Годы процветания Палестины (1933–1935) в политическом отношении не были стабильны. Исполнительный комитет Еврейского Агентства не получал достаточной помощи от английского правительства, но в определенных границах он обладал некоторой свободой действий. Вейцман, Бен-Гурион и Шерток периодически консультировались с секретарем министерства колоний и с верховным комиссаром, но эти встречи носили рутинный характер. Если исключить протесты по поводу полицейских облав и арестов нелегальных иммигрантов, то в целом у Исполнительного комитета Агентства не было причин для серьезных жалоб. В марте 1934 года в Иерусалиме, во время сессии Комитета Действия Усишкин, как и прежде, выражал недовольство тем, что предпринимается недостаточно усилий для скупки земель. В Палестину прибыли уже 40 000 иммигрантов, а земли было куплено лишь шестнадцать тысяч дунамов. Этот инцидент сохранился в истории главным образом потому, что заседания первое время велись на иврите.
На сионистском конгрессе, состоявшемся в 1935 году, особых неожиданностей не произошло. В течение ряда лет выработались определенные шаблоны: члены исполнительного комитета долго отчитывались о политическом положении, организационных проблемах и экономической ситуации. Затем следовали прения, которые открывали представители различных фракций; вслед за ними выступали остальные депутаты. Время, предоставлявшееся выступавшим, регламентировалось, и главной задачей председательствующего было держать докладчиков в рамках этого регламента. В итоге зачитывались резолюции по различным вопросам и проводилось голосование. Эта система была весьма громоздкой (тем более что основная работа все равно выполнялась комитетом), поэтому было предложено отменить «общие прения». Разумеется, бессмысленным было пытаться обсудить все накопившиеся за год вопросы в парламенте, который мог работать в полном составе в течение всего двух недель.

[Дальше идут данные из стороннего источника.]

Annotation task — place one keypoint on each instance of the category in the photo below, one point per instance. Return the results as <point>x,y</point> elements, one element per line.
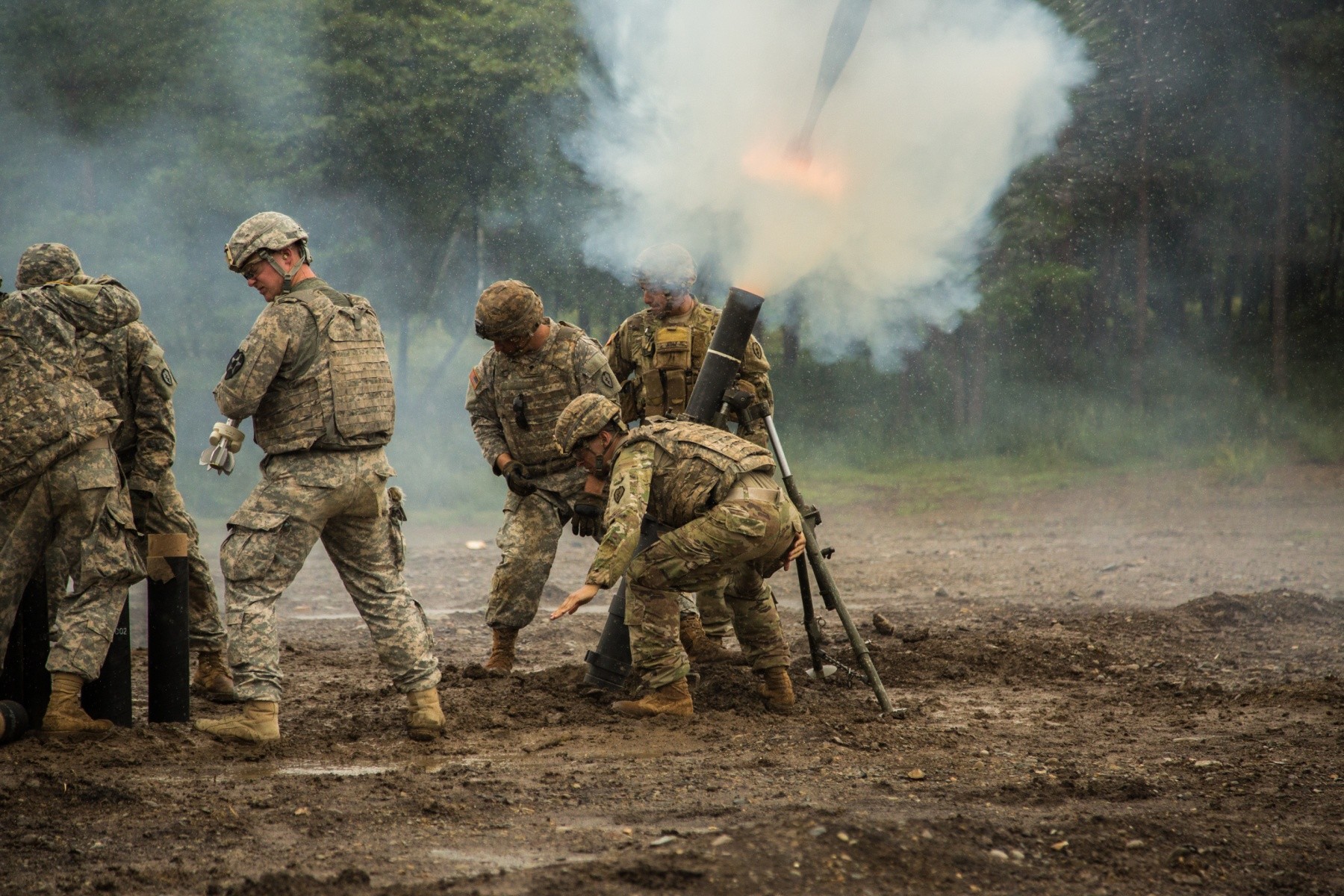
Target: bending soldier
<point>60,484</point>
<point>515,396</point>
<point>656,355</point>
<point>314,376</point>
<point>128,368</point>
<point>729,520</point>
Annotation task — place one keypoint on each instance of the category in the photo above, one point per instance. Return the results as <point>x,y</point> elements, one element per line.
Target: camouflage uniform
<point>314,376</point>
<point>564,367</point>
<point>128,368</point>
<point>60,484</point>
<point>730,521</point>
<point>656,361</point>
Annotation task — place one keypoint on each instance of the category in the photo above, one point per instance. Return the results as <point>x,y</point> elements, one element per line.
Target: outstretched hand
<point>576,601</point>
<point>800,544</point>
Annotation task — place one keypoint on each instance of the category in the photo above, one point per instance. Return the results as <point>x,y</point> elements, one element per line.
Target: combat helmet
<point>665,267</point>
<point>507,311</point>
<point>45,264</point>
<point>265,234</point>
<point>584,418</point>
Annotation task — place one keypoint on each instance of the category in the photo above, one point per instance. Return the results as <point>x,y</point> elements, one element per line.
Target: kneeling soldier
<point>729,519</point>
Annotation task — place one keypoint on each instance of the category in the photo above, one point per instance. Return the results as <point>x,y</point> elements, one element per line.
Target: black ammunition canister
<point>727,348</point>
<point>169,656</point>
<point>109,695</point>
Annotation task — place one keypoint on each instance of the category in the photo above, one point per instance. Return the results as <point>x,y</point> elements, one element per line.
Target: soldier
<point>314,376</point>
<point>60,484</point>
<point>515,396</point>
<point>128,368</point>
<point>656,356</point>
<point>729,520</point>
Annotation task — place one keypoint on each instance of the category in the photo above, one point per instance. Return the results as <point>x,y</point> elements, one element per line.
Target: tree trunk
<point>1280,287</point>
<point>1136,381</point>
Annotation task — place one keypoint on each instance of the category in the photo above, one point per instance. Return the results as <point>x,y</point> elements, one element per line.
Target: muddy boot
<point>700,648</point>
<point>213,680</point>
<point>670,700</point>
<point>65,715</point>
<point>500,662</point>
<point>258,723</point>
<point>777,689</point>
<point>423,715</point>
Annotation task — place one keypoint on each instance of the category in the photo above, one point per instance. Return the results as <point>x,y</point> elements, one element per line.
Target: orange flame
<point>819,178</point>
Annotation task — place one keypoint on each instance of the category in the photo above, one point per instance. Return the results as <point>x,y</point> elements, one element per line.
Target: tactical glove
<point>517,481</point>
<point>588,514</point>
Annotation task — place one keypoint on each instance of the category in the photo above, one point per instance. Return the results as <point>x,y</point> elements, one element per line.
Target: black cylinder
<point>108,696</point>
<point>13,721</point>
<point>725,356</point>
<point>169,656</point>
<point>25,677</point>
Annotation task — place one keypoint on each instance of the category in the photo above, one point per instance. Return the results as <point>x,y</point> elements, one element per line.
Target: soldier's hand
<point>588,514</point>
<point>576,601</point>
<point>800,544</point>
<point>517,481</point>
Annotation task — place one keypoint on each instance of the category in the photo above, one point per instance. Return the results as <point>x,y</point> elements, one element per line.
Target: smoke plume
<point>698,101</point>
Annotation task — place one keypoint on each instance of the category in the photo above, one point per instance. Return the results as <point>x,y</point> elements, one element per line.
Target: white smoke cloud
<point>941,101</point>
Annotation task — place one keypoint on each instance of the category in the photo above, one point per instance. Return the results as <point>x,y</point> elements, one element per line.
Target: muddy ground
<point>1125,687</point>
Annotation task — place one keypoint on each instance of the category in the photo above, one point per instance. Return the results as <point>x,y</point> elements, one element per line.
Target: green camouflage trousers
<point>166,514</point>
<point>532,527</point>
<point>342,499</point>
<point>744,541</point>
<point>78,509</point>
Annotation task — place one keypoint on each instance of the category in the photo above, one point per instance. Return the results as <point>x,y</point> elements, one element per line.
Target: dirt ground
<point>1125,687</point>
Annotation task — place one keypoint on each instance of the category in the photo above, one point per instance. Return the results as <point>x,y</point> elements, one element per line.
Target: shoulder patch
<point>235,364</point>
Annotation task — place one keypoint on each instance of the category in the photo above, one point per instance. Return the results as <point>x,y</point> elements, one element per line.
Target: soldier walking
<point>656,355</point>
<point>515,396</point>
<point>128,368</point>
<point>314,376</point>
<point>60,484</point>
<point>729,520</point>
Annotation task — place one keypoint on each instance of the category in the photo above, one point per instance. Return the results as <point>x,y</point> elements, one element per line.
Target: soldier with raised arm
<point>656,355</point>
<point>515,396</point>
<point>60,484</point>
<point>315,378</point>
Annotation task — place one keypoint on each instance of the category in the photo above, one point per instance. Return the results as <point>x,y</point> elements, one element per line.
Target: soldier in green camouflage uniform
<point>314,376</point>
<point>60,484</point>
<point>515,395</point>
<point>128,368</point>
<point>656,356</point>
<point>729,519</point>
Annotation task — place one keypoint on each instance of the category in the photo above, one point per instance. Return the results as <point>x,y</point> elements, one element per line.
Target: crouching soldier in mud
<point>60,484</point>
<point>515,398</point>
<point>658,355</point>
<point>314,376</point>
<point>730,520</point>
<point>128,368</point>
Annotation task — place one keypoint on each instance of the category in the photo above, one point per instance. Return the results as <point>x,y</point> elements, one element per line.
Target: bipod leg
<point>809,620</point>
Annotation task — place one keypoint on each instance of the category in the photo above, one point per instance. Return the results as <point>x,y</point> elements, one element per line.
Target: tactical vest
<point>344,399</point>
<point>47,408</point>
<point>672,359</point>
<point>695,467</point>
<point>531,391</point>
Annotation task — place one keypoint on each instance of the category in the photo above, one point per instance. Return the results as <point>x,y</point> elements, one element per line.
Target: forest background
<point>1166,287</point>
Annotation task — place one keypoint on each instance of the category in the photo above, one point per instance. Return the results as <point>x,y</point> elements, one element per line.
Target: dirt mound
<point>1265,608</point>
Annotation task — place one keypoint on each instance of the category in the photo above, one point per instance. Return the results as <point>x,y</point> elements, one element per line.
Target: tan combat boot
<point>777,689</point>
<point>213,680</point>
<point>65,715</point>
<point>700,648</point>
<point>258,723</point>
<point>502,650</point>
<point>425,715</point>
<point>670,700</point>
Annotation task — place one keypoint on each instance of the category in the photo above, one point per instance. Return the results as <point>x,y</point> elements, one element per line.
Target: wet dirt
<point>1177,732</point>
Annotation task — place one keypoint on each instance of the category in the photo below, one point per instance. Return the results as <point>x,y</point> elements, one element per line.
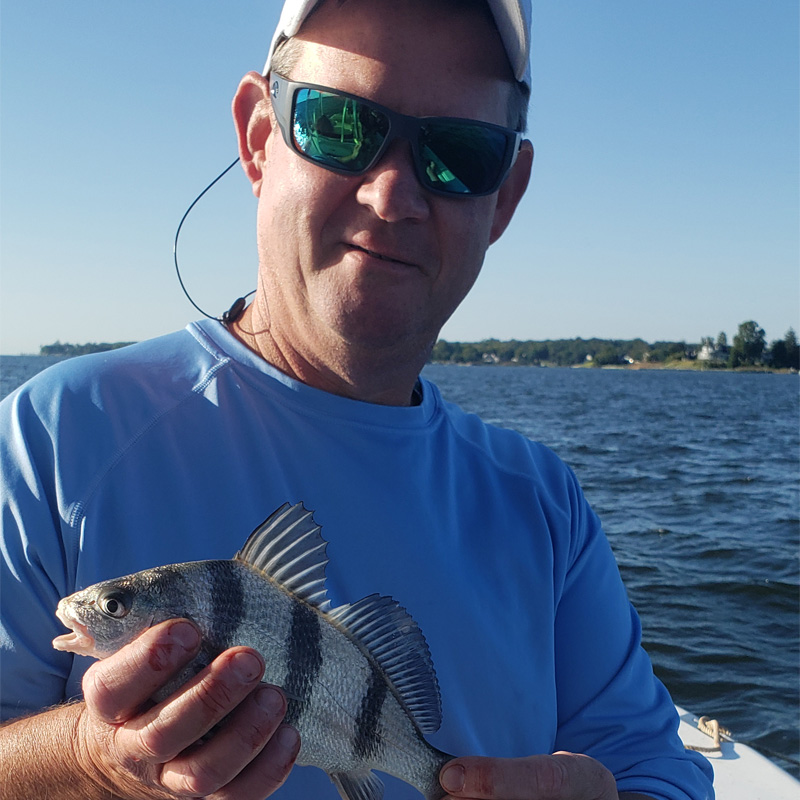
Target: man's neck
<point>380,376</point>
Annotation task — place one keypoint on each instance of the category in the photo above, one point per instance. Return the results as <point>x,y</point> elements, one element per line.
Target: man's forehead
<point>506,21</point>
<point>399,36</point>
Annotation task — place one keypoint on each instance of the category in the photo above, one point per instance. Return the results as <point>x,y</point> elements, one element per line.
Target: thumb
<point>562,776</point>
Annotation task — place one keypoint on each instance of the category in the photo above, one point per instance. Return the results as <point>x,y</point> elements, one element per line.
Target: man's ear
<point>510,193</point>
<point>251,117</point>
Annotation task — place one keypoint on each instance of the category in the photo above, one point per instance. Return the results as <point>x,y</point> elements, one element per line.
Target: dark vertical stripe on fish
<point>227,601</point>
<point>305,659</point>
<point>366,742</point>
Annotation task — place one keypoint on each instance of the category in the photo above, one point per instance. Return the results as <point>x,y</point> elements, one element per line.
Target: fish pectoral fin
<point>362,785</point>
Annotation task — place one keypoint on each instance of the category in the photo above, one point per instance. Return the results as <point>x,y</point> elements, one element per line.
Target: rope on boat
<point>712,728</point>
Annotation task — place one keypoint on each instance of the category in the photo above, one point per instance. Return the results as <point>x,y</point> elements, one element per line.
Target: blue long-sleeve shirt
<point>175,449</point>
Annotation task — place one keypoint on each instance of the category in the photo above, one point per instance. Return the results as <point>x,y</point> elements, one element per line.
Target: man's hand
<point>561,776</point>
<point>138,751</point>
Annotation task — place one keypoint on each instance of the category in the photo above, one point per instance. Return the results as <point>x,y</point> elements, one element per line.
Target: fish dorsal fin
<point>289,549</point>
<point>358,785</point>
<point>384,628</point>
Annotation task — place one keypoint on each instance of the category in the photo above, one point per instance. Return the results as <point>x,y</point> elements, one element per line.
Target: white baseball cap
<point>512,17</point>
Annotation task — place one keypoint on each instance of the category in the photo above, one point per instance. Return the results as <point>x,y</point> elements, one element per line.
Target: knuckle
<point>215,696</point>
<point>552,778</point>
<point>99,693</point>
<point>196,779</point>
<point>153,745</point>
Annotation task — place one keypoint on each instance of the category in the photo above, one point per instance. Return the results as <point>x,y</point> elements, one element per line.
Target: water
<point>695,476</point>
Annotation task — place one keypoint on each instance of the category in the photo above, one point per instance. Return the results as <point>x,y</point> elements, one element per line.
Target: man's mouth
<point>382,256</point>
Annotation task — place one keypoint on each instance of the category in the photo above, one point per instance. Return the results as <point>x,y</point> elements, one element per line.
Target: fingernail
<point>246,667</point>
<point>287,737</point>
<point>270,700</point>
<point>452,779</point>
<point>184,634</point>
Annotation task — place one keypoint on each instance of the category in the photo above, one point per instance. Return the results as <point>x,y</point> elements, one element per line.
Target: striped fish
<point>359,681</point>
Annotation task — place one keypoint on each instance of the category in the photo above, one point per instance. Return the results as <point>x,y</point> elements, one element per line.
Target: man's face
<point>376,262</point>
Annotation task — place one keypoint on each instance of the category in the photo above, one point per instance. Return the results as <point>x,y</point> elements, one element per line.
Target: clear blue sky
<point>664,199</point>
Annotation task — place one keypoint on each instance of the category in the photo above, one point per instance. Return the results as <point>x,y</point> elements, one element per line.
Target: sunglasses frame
<point>401,126</point>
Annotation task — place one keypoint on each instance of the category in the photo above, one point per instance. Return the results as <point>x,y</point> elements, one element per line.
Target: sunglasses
<point>348,134</point>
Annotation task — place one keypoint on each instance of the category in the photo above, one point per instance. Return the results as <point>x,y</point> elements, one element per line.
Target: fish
<point>359,680</point>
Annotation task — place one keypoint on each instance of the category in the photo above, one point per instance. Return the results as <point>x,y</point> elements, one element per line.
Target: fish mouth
<point>78,640</point>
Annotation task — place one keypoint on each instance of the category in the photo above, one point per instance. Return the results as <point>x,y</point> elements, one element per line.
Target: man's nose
<point>391,187</point>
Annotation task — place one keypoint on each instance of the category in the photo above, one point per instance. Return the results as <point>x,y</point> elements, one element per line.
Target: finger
<point>204,769</point>
<point>268,771</point>
<point>563,776</point>
<point>159,734</point>
<point>116,687</point>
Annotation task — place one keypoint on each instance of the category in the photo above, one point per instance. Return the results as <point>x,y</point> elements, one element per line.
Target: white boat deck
<point>740,773</point>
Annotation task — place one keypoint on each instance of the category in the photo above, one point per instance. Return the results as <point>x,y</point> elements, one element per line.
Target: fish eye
<point>113,604</point>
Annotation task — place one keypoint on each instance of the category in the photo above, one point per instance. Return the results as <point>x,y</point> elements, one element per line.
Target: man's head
<point>358,272</point>
<point>512,19</point>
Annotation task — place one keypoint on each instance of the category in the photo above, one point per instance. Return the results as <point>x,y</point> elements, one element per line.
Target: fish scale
<point>359,681</point>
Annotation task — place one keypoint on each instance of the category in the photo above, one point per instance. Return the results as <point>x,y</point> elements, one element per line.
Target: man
<point>174,449</point>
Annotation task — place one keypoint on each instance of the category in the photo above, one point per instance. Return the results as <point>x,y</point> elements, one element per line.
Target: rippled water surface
<point>695,476</point>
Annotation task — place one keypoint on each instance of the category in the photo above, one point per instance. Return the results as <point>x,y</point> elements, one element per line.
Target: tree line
<point>749,348</point>
<point>66,349</point>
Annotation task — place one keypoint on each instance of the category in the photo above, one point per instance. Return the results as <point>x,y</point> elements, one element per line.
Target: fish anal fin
<point>289,549</point>
<point>383,628</point>
<point>364,785</point>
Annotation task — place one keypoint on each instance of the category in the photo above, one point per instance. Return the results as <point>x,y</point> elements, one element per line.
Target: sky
<point>663,202</point>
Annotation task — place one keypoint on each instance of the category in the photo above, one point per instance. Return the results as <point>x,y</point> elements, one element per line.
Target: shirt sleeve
<point>34,562</point>
<point>610,704</point>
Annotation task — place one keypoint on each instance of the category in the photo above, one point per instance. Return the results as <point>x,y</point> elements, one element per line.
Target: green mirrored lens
<point>337,131</point>
<point>461,157</point>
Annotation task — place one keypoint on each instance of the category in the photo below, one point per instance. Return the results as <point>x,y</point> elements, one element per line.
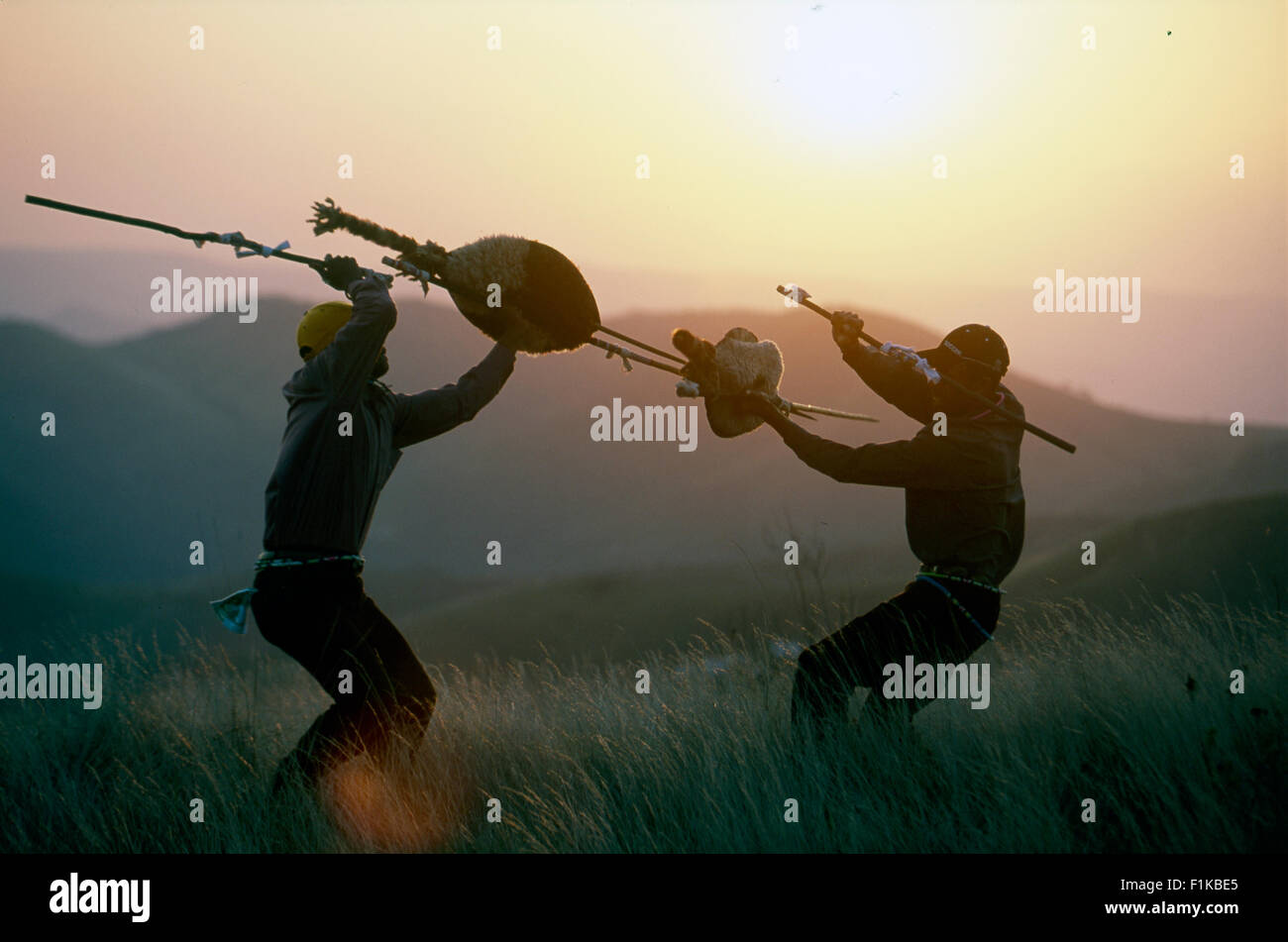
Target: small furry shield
<point>545,304</point>
<point>738,364</point>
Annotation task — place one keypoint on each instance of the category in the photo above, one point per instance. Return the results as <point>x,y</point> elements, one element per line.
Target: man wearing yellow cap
<point>344,434</point>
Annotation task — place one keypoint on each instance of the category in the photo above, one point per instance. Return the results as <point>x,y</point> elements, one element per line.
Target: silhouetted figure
<point>309,598</point>
<point>964,514</point>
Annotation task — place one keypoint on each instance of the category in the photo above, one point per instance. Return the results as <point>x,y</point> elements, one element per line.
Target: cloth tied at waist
<point>232,609</point>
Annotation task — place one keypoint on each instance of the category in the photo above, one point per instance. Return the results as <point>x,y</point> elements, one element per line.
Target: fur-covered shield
<point>544,302</point>
<point>539,300</point>
<point>738,364</point>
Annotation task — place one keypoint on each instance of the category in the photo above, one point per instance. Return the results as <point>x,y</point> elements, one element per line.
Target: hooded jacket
<point>323,489</point>
<point>964,504</point>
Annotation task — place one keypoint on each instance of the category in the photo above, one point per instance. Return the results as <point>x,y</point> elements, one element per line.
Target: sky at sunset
<point>784,142</point>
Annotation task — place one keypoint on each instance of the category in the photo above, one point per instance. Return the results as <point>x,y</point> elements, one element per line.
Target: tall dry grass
<point>1082,706</point>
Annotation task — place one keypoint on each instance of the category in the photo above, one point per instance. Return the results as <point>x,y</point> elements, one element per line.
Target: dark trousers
<point>320,614</point>
<point>919,622</point>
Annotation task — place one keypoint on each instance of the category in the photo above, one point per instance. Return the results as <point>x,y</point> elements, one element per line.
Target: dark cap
<point>977,343</point>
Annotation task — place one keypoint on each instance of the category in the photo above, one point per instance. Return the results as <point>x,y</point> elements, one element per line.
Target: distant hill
<point>170,438</point>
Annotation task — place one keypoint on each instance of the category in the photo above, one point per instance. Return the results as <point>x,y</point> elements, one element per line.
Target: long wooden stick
<point>802,297</point>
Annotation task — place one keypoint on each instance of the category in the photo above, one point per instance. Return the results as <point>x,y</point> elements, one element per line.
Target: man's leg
<point>327,623</point>
<point>918,622</point>
<point>828,671</point>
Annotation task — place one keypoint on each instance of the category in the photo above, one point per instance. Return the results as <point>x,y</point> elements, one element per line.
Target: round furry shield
<point>544,302</point>
<point>738,364</point>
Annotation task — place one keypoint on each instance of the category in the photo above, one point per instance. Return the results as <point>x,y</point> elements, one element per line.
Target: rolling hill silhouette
<point>168,438</point>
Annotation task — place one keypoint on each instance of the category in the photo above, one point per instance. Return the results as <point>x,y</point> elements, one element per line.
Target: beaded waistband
<point>268,559</point>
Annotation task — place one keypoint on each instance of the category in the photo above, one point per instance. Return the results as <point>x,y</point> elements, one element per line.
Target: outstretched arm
<point>918,463</point>
<point>346,365</point>
<point>436,411</point>
<point>889,377</point>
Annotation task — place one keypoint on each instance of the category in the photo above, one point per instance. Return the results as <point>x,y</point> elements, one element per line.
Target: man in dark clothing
<point>344,434</point>
<point>964,515</point>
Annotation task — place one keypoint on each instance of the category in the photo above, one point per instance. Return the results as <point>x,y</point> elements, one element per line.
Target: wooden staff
<point>800,296</point>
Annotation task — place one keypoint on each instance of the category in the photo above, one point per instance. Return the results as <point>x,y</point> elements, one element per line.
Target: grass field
<point>1136,715</point>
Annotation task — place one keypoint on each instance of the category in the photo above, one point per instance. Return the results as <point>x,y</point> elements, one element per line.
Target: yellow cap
<point>320,325</point>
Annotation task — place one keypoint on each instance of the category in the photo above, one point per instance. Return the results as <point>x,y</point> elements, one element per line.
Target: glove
<point>909,356</point>
<point>755,404</point>
<point>340,270</point>
<point>845,330</point>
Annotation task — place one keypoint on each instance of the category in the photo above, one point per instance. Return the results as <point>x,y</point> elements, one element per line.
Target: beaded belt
<point>232,609</point>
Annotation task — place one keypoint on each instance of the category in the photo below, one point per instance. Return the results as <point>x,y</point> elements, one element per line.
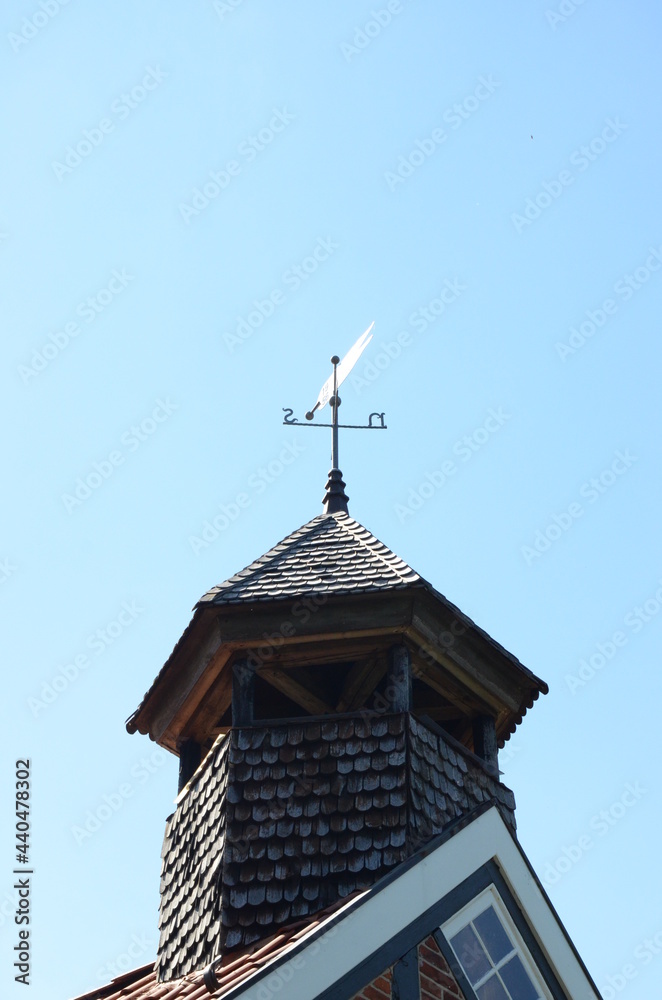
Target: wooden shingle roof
<point>332,554</point>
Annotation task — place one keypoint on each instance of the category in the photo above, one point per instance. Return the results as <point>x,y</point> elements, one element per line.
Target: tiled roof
<point>281,821</point>
<point>332,554</point>
<point>230,972</point>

Но система, хотя и несовершенная, уже укоренилась. Целое поколение сионистских политиков принимало ее, и попытки ее изменения сталкивались с сильным сопротивлением.
Соколов в своей вступительной речи на конгрессе сказал, что движение по всем направлениям добилось успехов. Заявление это не было полностью голословным: благодаря прогрессу, которого достигла Палестина в эти годы, сионизм завоевал много новых приверженцев. Почти миллион евреев платили ежегодно по шекелю, получая таким образом право голоса. И это несмотря на ревизионистский раскол и учреждение Новой сионистской организации последователями Жаботинского. Но все же идеи сионизма восприняли еще слишком мало евреев. Самым опасным врагом сионизма, как указывал в то время Бен-Гурион, было равнодушие еврейских общин[738]. В Палестине около одной трети еврейского населения вносили по шекелю. В Литве, Западной Галиции и Латвии положение сионистов также было относительно прочным: от 20 до 30 % членов местных общин были их сторонниками. Еще некоторая часть сочувствовала сионизму, не являясь официальными членами движения. Но в двух самых крупных еврейских общинах ситуация была не так благоприятна: в Польше лишь один из десяти евреев вносил по шекелю, а в Соединенных Штатах — только один из тридцати.
Возвратимся к работе конгресса в Люцерне. Вейцман был избран президентом. Основной доклад был сделан Бен-Гурионом (на идиш). В нем он заявил, что, пока нынешнее поколение не может завершить работу сионизма, у него есть срочная и легко объяснимая задача: поселить один миллион еврейских семей в Палестине[739]. Раппин, контролировавший в течение двадцати пяти лет работу по колонизации Палестины, отстаивал коллективные поселения, защищая их от клеветников, утверждая, что, какие бы формы ведения сельского хозяйства ни применялись, все равно оно будет отставать от общего развития страны. Гроссман, который с несколькими единомышленниками отделился от Жаботинского, обвинял «Мапаи» в подавлении личной инициативы и осуждал договор с Германией о перемещении населения. Общая полемика шла, в основном, между «Мапаи» и руководством сионистов. «Мицрахи» бойкотировала «Мапаи» с тех пор, как та отказалась придать движению (и, прежде всего, жизни евреев в Палестине) более религиозное содержание. «Мицрахи» несколько успокоилась, когда один из ее лидеров, рабби Фишман, был избран в новый исполнительный комитет, в который также входили Вейцман, Бен-Гурион, Бродецкий, Груенбаум, Каплан, Роттенштрайх и Шерток; коалиция теперь представляла все основные направления в движении. (Соколов стал почетным президентом всемирной организации.)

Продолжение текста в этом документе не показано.